The Future of Studying the Past: Innovative Technologies in Maryland Archeology.
Updated: Apr 1
Archeological sites are non-renewable resources formed by the activities of people in the past. Physical excavation of sites is an important method for learning about the past, however excavating is an inherently destructive endeavor. Advances in technology have transformed how archeologists study the past by providing opportunities for minimally invasive excavations. Remote sensing technologies allow archeologists to detect potential resources before excavating. With the aid of GPS receivers and GIS mapping software, the coordinates of potential archeological resources can be precisely determined and then targeted for surgical examination through excavation.
Modern technologies have also enhanced archeologists’ abilities to glean information from archeological sites and artifacts. Improvements in radiometric dating techniques allow precise dating of archeological sites using minute samples as small as a single carbonized seed. X-ray fluorescence and X-ray diffraction permit archeologists to characterize the geochemistry and structure of soils, rocks, and ceramics. Residue analysis techniques facilitate the identification of preserved animal proteins and plant lipids on artifacts used to prepare food. Digital X-Radiography enables archeologists to penetrate metallic concretions to reveal important characteristics of artifacts. 3D modeling empowers archeologists to record and study artifacts and sites in digital formats.
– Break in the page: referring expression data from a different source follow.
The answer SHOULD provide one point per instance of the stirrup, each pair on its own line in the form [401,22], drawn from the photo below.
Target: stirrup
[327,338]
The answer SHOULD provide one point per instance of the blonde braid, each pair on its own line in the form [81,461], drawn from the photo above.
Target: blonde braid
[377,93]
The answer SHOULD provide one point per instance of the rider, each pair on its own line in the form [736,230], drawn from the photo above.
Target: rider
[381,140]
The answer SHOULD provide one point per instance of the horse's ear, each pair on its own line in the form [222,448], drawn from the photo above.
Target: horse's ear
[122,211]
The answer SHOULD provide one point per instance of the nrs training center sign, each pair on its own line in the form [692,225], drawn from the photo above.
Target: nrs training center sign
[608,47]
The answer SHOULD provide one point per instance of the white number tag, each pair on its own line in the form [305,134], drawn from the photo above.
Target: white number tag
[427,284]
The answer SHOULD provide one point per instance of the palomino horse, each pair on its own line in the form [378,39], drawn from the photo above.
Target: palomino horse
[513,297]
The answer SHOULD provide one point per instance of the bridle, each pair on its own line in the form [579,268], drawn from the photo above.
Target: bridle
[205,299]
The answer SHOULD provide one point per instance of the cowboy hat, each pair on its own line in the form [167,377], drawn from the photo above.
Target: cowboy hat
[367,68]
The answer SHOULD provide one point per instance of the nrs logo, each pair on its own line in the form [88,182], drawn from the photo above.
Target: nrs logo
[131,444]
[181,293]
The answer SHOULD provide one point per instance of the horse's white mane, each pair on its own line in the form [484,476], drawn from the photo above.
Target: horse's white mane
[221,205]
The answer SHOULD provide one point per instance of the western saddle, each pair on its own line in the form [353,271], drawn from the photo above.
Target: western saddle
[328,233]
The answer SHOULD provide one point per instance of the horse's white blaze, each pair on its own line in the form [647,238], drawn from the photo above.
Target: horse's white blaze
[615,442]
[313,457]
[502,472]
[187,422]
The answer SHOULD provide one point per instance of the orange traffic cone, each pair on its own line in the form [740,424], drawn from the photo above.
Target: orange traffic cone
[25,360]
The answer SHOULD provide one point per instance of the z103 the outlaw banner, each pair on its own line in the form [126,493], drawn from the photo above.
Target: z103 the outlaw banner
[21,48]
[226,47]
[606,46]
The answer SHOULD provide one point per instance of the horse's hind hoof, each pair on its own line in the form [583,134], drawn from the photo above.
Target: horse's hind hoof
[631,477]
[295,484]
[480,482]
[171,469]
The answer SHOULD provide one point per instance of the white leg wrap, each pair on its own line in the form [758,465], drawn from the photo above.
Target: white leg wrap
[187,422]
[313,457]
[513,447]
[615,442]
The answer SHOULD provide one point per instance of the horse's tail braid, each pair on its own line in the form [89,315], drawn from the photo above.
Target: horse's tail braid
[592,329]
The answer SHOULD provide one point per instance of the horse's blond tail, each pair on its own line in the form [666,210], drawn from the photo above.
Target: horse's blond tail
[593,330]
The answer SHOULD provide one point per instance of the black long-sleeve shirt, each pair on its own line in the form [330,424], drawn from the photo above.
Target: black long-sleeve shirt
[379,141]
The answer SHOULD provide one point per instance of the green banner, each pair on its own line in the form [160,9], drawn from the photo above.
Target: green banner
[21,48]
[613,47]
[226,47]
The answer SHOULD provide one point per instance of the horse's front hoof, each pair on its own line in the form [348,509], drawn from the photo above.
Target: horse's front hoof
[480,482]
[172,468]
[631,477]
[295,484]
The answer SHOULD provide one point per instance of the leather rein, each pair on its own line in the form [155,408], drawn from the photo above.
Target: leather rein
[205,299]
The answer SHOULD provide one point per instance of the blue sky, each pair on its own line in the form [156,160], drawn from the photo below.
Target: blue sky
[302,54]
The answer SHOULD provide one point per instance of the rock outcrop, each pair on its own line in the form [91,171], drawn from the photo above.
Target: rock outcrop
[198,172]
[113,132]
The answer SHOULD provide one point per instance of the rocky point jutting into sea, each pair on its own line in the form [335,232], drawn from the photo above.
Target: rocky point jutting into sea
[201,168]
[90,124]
I hope you enjoy the excellent case studies in this booklet highlighting great applications of innovative technologies in Maryland archeology. The perpetual refinement of these technologies both to be more user-friendly and more affordable will increase the future adoption of these specialized techniques in archeology toolkits and enhance the discovery, documentation, and preservation of Maryland’s impressive archeological record.
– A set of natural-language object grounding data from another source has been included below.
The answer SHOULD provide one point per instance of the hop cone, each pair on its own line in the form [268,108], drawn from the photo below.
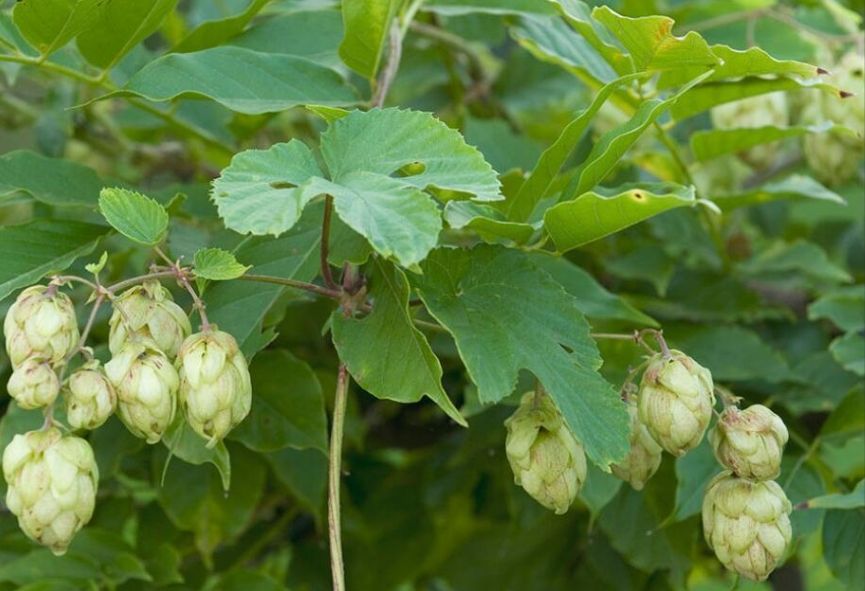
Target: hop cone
[41,323]
[546,458]
[756,111]
[89,396]
[147,314]
[146,385]
[747,524]
[52,485]
[34,384]
[675,402]
[643,458]
[215,391]
[836,158]
[750,442]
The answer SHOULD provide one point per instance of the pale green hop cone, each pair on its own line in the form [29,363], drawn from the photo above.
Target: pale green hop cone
[41,323]
[34,384]
[215,389]
[750,442]
[675,402]
[146,384]
[747,524]
[546,458]
[644,456]
[89,397]
[52,485]
[147,314]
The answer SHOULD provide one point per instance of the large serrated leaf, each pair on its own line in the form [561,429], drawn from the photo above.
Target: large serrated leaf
[136,216]
[366,23]
[506,315]
[243,80]
[36,249]
[602,212]
[120,26]
[50,24]
[384,352]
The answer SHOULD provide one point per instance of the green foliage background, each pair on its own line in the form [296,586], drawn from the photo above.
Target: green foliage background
[159,96]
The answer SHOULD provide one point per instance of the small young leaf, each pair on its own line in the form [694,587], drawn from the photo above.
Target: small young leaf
[134,215]
[217,265]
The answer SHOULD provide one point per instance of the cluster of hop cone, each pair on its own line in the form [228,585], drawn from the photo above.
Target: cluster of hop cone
[156,365]
[745,513]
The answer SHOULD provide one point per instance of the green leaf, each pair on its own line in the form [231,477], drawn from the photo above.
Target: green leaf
[612,145]
[507,315]
[217,265]
[849,351]
[549,39]
[732,353]
[42,247]
[186,444]
[216,32]
[844,545]
[718,142]
[265,191]
[800,256]
[385,141]
[795,186]
[591,298]
[136,216]
[194,500]
[366,23]
[538,184]
[50,24]
[489,222]
[652,46]
[287,406]
[735,63]
[845,307]
[604,211]
[243,80]
[384,352]
[851,500]
[706,96]
[50,180]
[121,25]
[239,307]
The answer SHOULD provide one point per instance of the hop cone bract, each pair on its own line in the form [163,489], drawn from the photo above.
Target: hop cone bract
[546,458]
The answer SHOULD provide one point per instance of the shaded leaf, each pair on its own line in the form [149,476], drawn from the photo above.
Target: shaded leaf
[42,247]
[384,352]
[602,212]
[287,406]
[120,26]
[217,265]
[507,315]
[243,80]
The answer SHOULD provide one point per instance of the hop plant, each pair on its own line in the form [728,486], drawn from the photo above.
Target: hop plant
[756,111]
[42,323]
[836,158]
[215,390]
[644,456]
[146,314]
[146,385]
[546,458]
[34,384]
[52,485]
[89,397]
[675,401]
[747,524]
[750,442]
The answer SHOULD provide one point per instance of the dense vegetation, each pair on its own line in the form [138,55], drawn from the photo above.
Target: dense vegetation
[443,295]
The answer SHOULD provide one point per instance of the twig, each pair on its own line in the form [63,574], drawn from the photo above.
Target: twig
[334,522]
[325,244]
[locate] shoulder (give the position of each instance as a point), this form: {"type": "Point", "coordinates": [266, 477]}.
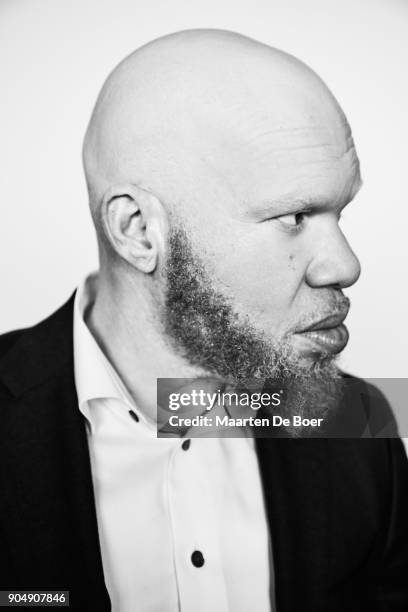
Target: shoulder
{"type": "Point", "coordinates": [8, 339]}
{"type": "Point", "coordinates": [365, 411]}
{"type": "Point", "coordinates": [31, 355]}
You can see these innovative technologies in action when you become involved in the Maryland archeological community. Join the Archeological Society of Maryland, whose goals include the creation of bonds between avocational and professional archeologists. Volunteer on archeology projects in the field and the lab. Attend lectures, workshops, and site tours (see the Calendar of Events on the Maryland Archeology Month website, www.marylandarcheologymonth.org). By participating in the archeological community, both you and Maryland archeology will benefit!
Lastly, a special acknowledgment is due to Dr. Charlie Hall, the recently retired State Terrestrial Archeologist, who marshaled Maryland Archeology Month as the chair of the Maryland Archeology Month Committee for two decades. Thank you, Charlie, for your outstanding contributions to Maryland archeology and for your mentorship while guiding me through the 2022 Maryland Archeology Month planning process.